South Korea will stop exchanging classified intelligence on North Korea with Japan amid a bitter trade dispute, an official said, a surprise announcement that is likely to set back U.S. efforts to bolster security cooperation with two of its most important allies in the Asian region. 

China “will not sit idly by” if the U.S. proceeds with a sale of advanced F-16V fighter jets to Taiwan, a senior Chinese army officer said while warning of other potential countermeasures in addition to punishing foreign firms involved in the deal. 

China-US An associate professor at the University of Kansas was secretly working full time for a Chinese university while doing research in Kansas on projects funded by the U.S. government, an indictment filed alleges. Feng “Franklin” Tao was charged with one count of wire fraud and three counts of program fraud.

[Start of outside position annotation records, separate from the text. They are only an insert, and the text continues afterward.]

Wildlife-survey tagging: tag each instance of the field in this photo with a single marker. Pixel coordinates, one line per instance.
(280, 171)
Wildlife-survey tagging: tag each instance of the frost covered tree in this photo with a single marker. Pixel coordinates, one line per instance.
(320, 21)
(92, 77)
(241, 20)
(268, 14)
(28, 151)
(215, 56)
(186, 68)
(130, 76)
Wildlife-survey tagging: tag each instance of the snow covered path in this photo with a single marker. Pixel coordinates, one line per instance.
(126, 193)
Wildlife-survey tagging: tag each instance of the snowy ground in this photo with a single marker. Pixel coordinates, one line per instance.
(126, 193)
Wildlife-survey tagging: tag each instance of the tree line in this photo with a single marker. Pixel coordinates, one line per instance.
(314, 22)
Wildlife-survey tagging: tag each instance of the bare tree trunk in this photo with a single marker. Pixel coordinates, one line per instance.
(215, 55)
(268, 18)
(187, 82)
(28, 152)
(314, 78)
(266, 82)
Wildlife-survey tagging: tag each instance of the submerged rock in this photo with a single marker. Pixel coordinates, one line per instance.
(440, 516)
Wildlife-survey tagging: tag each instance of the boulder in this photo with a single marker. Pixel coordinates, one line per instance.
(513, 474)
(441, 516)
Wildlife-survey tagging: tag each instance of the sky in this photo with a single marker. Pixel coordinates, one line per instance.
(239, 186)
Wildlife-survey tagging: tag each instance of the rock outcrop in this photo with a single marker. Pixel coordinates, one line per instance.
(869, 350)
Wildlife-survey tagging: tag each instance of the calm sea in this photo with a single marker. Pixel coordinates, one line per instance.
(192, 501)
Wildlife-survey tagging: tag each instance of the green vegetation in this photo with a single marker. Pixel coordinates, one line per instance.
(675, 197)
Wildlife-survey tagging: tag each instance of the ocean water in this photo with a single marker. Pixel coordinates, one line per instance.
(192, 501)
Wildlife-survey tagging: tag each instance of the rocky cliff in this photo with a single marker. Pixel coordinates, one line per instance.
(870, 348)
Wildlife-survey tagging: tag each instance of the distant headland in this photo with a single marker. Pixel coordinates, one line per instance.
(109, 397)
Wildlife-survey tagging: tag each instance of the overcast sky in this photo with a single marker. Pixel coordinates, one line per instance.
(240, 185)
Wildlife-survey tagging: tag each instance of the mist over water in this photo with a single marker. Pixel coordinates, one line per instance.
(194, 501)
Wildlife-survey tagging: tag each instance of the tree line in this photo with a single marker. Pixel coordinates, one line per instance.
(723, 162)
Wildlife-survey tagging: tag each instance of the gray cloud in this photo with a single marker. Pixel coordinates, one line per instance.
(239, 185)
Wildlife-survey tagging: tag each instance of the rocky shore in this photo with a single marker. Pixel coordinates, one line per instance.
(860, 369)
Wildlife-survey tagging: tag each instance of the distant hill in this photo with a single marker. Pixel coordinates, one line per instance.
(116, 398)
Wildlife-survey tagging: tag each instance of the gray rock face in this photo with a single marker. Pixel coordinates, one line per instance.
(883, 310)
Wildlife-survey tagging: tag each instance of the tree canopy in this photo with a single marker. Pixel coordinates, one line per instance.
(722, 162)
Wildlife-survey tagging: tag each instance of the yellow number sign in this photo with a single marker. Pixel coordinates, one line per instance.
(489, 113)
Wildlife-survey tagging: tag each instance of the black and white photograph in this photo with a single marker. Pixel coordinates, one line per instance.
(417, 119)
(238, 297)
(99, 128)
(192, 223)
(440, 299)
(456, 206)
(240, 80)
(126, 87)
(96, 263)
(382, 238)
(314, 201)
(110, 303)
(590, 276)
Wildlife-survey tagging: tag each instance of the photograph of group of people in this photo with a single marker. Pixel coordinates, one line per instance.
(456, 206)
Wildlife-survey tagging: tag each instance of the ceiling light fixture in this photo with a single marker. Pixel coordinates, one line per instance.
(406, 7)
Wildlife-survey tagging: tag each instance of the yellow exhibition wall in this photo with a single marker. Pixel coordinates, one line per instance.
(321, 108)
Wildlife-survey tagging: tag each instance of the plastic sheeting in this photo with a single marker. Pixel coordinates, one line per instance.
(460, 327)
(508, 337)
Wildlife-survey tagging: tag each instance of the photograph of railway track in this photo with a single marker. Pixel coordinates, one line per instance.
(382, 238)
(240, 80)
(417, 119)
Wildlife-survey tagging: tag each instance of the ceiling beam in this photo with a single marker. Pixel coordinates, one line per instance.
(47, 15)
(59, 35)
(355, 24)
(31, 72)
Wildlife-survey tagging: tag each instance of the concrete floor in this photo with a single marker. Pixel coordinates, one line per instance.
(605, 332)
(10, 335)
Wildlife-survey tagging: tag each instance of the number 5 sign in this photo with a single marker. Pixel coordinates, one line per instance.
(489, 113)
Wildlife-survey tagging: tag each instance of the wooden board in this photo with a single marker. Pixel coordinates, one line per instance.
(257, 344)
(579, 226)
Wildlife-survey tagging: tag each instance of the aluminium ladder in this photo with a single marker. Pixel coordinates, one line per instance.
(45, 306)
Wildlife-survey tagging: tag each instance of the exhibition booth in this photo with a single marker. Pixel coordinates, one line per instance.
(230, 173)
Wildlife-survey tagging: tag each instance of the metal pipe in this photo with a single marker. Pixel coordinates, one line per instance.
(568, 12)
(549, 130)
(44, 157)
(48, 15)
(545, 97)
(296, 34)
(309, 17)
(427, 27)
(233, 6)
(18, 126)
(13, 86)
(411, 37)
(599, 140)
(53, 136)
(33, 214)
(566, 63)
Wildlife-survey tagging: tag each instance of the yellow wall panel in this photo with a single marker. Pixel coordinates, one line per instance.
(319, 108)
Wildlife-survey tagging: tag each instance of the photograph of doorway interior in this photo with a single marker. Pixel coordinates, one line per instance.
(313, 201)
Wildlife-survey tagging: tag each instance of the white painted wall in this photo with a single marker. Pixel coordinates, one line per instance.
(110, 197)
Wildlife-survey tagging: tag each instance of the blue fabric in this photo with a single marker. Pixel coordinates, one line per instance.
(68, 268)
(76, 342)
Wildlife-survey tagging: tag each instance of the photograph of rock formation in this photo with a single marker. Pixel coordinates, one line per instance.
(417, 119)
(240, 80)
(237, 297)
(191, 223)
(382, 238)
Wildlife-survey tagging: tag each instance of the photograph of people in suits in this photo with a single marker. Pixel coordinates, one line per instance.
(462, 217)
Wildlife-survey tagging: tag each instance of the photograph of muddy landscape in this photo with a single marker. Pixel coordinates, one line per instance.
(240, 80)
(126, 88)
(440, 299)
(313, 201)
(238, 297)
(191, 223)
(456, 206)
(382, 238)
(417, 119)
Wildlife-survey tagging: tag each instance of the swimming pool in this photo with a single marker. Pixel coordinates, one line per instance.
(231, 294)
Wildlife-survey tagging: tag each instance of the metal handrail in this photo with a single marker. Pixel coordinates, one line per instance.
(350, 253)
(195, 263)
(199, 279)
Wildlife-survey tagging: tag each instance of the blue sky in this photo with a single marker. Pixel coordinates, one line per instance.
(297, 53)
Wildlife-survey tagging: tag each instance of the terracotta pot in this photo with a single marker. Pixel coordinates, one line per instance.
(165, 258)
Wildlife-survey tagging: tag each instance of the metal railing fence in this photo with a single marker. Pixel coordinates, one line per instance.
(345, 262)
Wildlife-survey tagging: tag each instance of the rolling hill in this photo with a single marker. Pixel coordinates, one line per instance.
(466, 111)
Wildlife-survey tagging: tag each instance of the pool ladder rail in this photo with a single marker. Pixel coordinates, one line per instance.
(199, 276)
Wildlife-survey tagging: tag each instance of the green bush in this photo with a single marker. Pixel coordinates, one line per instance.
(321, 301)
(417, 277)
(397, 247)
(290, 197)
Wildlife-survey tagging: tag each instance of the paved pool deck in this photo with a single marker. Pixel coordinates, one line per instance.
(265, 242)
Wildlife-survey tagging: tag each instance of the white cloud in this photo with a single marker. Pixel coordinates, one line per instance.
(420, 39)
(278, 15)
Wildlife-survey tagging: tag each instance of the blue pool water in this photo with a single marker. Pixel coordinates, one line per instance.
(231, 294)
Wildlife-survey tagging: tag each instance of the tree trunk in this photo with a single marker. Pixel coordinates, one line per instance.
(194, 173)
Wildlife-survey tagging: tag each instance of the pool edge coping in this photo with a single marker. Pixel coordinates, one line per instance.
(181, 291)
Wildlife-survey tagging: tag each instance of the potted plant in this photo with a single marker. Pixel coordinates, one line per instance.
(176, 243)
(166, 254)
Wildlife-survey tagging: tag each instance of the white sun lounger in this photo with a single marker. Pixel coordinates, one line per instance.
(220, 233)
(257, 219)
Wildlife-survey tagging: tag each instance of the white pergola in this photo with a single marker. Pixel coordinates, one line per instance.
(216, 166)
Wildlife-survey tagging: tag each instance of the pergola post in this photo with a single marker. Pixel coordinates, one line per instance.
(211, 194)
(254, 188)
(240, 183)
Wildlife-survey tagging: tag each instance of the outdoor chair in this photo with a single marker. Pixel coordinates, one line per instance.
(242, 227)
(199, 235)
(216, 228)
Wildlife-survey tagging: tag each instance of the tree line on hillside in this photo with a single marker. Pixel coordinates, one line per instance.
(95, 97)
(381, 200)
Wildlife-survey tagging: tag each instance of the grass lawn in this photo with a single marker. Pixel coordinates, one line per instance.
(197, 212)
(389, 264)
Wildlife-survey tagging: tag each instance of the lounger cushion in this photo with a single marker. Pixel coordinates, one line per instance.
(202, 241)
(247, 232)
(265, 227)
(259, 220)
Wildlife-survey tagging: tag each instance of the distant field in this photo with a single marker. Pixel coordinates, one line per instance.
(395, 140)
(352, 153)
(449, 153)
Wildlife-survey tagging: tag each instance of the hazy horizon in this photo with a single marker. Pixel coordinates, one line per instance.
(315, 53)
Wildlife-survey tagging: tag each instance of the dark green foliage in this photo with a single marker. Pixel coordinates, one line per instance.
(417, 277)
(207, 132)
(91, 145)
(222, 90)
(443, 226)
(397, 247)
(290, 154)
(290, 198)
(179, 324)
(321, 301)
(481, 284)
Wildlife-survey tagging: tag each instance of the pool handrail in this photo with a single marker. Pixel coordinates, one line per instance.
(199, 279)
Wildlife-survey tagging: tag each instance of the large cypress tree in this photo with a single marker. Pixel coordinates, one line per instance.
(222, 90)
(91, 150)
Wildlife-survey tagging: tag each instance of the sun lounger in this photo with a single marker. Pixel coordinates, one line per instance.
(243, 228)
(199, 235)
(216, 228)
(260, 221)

Indonesia More than 100 West Papuan students in Jakarta staged a protest against racism and called for independence for their restive region. The protesters marched down a main road leading to the army headquarters and presidential palace chanting “Freedom Papua” and holding banners reading “We are not monkeys.”

Australia Two whistleblowers, lawyer Bernard Collaery and former army officer David McBride, appeared in a Canberra court yesterday charged separately with leaking classified government information that alleges Australia bugged East Timor’s Cabinet and potential war crimes committed by Australian troops in Afghanistan.

Iran’s semi-official Fars news agency says two lawmakers have been arrested for unspecified actions described as “disrupting” the country’s car market. The report says the two lawmakers — Fereydoun Ahmadi and Mohammad Azizi — were initially taken to the Evin prison in Tehran but they were later released for about $85,000 in bail.

Brazil Human rights and victims’ groups are raising alarms about the record levels of deaths at police hands in the state of 17.2 million people, with 1,075 slain in the first seven months of the year, according to official figures. And far-right Rio state Gov. Wilson Witzel and President Jair Bolsonaro are pushing to give police a still-freer hand.

Spain has issued international health alerts in light of a widening outbreak of listeria from pork meat that has affected 150 people and killed one person. Health Minister María Luisa Carcedo said alerts had been posted to the European Union and the World Health Organization given the possibility that some tourists may be affected.